La tarde se hizo más hostil y más oscura, amenazaba la tormenta por el oeste y por el norte. Sobre los montes cercanos, relámpagos salvajes abrían cicatrices en el cielo nuboso y adusto.
El tren parecía cansado, se movía de un modo desesperante, lento y como a empujones. Se diría que tenía miedo de la tormenta que se anunciaba por su frente y que, además, pretendía no despertar el furor de los rayos de la sierra al norte, que se presentaba como decorado a los viajeros si miraban por las ventanillas de la derecha.
A pesar de que la oscuridad comenzaba a envolverlo todo, no se encendían las luces del vagón y los rostros tristes y macilentos de los pasajeros, no expresaban otra cosa que el cansancio.
Nadie protestó ni levanto la voz por encima del ruido del rodar del acero, contra el acero. Los relámpagos, cada vez más cercanos, iluminaban de vez en cuando las ventanillas y herían con un fulgor ácido los ojos de quienes en ese momento atendían absortos a la representación de la tormenta, que se escenificaba sobre las tierras resecas de la sierra cercana.
Al poco, tras el lento caminar que el tren llevaba desde hacía un buen trecho, paró definitivamente entre un chirriar de frenos y entrechocar de topes. Estaban en medio de ninguna parte, los campos que se extendían a derecha e izquierda de la vía estaban en barbecho, todos estaban así desde hacía casi un año y medio, tanto como el tiempo que llevaban sufriendo aquella guerra que nadie se explicaba ahora por qué comenzó y nadie sabía tampoco por qué no terminaba. Las caras y los vestidos de los pasajeros eran tristes y oscuros como la guerra, ropas hambrientas de color, trajes enmascarados por el luto y el gris que adjudicaban de una manera inclemente y rigurosa la tristeza feroz de los tiempos tan duros que les estaba tocando vivir.
Pasó al poco por entre las filas de los bancos de madera, el interventor avisando:
—Hemos parado por los aviones. Parece que están bombardeando la vía —dijo cariacontecido—. Mientras se alejaba hacia delante con su aviso, algunos viajeros comentaban alarmados la noticia, otros guardaban un silencio resignado, otros callaban mientras que en sus gargantas se agarraba la sequedad y el temor.
El tren parado en medio de aquella extensión, las luces apagadas, parecía una serpiente muerta en un camino. Los truenos apagaban cualquier rumor lejano, únicamente de unos kilómetros más adelante, sobre el fondo de árboles oscuros, llegaba un ruido imaginado de explosiones que iluminaban débilmente el fondo gris de la tormenta del oeste.
Los matarían, pensó, vendrían a por ellos, los matarían de la misma manera que aquella mañana habían matado a su hijo, tan sin sentido.
—No pases, no le busques.
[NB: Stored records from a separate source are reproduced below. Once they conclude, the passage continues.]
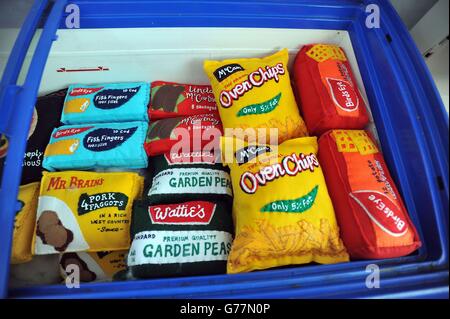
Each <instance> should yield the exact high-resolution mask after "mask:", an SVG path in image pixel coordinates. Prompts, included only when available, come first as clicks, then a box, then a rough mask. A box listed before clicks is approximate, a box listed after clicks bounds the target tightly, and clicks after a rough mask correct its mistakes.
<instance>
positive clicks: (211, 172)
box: [145, 153, 233, 204]
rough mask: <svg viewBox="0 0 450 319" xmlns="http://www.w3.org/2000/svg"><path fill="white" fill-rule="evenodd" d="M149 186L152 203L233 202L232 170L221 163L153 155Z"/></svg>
mask: <svg viewBox="0 0 450 319" xmlns="http://www.w3.org/2000/svg"><path fill="white" fill-rule="evenodd" d="M149 182H150V183H149V185H148V186H147V187H146V191H145V194H146V196H147V198H148V201H149V202H150V203H152V204H172V203H180V202H184V201H191V200H217V199H220V200H224V201H229V202H230V201H231V199H232V198H233V190H232V188H231V178H230V174H229V169H228V168H227V167H224V166H223V165H222V164H220V163H212V162H203V163H200V162H196V163H183V162H178V161H177V160H175V161H174V160H172V159H171V154H170V153H166V154H163V155H159V156H153V157H150V158H149Z"/></svg>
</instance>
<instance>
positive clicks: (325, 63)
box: [293, 44, 369, 135]
mask: <svg viewBox="0 0 450 319" xmlns="http://www.w3.org/2000/svg"><path fill="white" fill-rule="evenodd" d="M293 77H294V84H295V85H294V86H295V88H296V90H297V95H298V96H299V98H300V100H301V111H302V115H303V117H304V119H305V122H306V125H307V127H308V131H309V132H310V133H311V134H314V135H321V134H322V133H324V132H326V131H327V130H330V129H363V128H364V127H365V126H366V125H367V124H368V122H369V117H368V115H367V110H366V105H365V103H364V100H363V98H362V96H361V93H360V91H359V89H358V84H357V82H356V79H355V77H354V75H353V72H352V69H351V66H350V63H349V61H348V59H347V56H346V54H345V52H344V50H343V49H342V48H340V47H338V46H335V45H328V44H313V45H306V46H304V47H303V48H302V49H301V50H300V52H299V53H298V55H297V57H296V59H295V62H294V71H293Z"/></svg>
No está. Esta mañana se han llevado a muchos al paredón del manicomio —le había dicho el guardia de la puerta.
Recordaba ahora esas palabras, las llevaba escuchando todo el día como un martilleo constante. Cuando las escuchó, le fallaron las piernas y se cayó al suelo sin fuerzas. El mismo guardia la ayudó a levantarse y ya desde entonces había estado todo el día llorando en silencio, bebiéndose de vez en cuando las lágrimas. Ahora volvía a recordarlas en medio del estrecho sendero de cenizas apisonadas. Llegaba hasta ella el olor de la tierra mojada por las tormentas que venían acercándose, caminaba sin saber a dónde iba.
Había sido de las primeras personas en bajarse del tren, otras la siguieron, temerosas de que los aviones llegasen hasta allí y después, tomaron distintas direcciones por los campos. Dos o tres siluetas le seguían no muy lejos.
Comenzó a llover, primero un granizo menudo e hiriente, después en medio del desamparo reanudó la lluvia su fuerza. Buscaba una cabaña para guarecerse, aunque no le importaba demasiado mojarse o que le cayera un rayo, cuando un ruido ensordecedor de motores al principio tenue y lejano, después cercano y poderoso, sobrevoló su cabeza escupiendo trazas de fuego en la oscuridad. Lo escuchó elevarse y a continuación la onda de una explosión le hizo tambalearse. A su espalda una horrorosa deflagración había reventado la parte delantera del tren, dejando los campos iluminados como un infierno.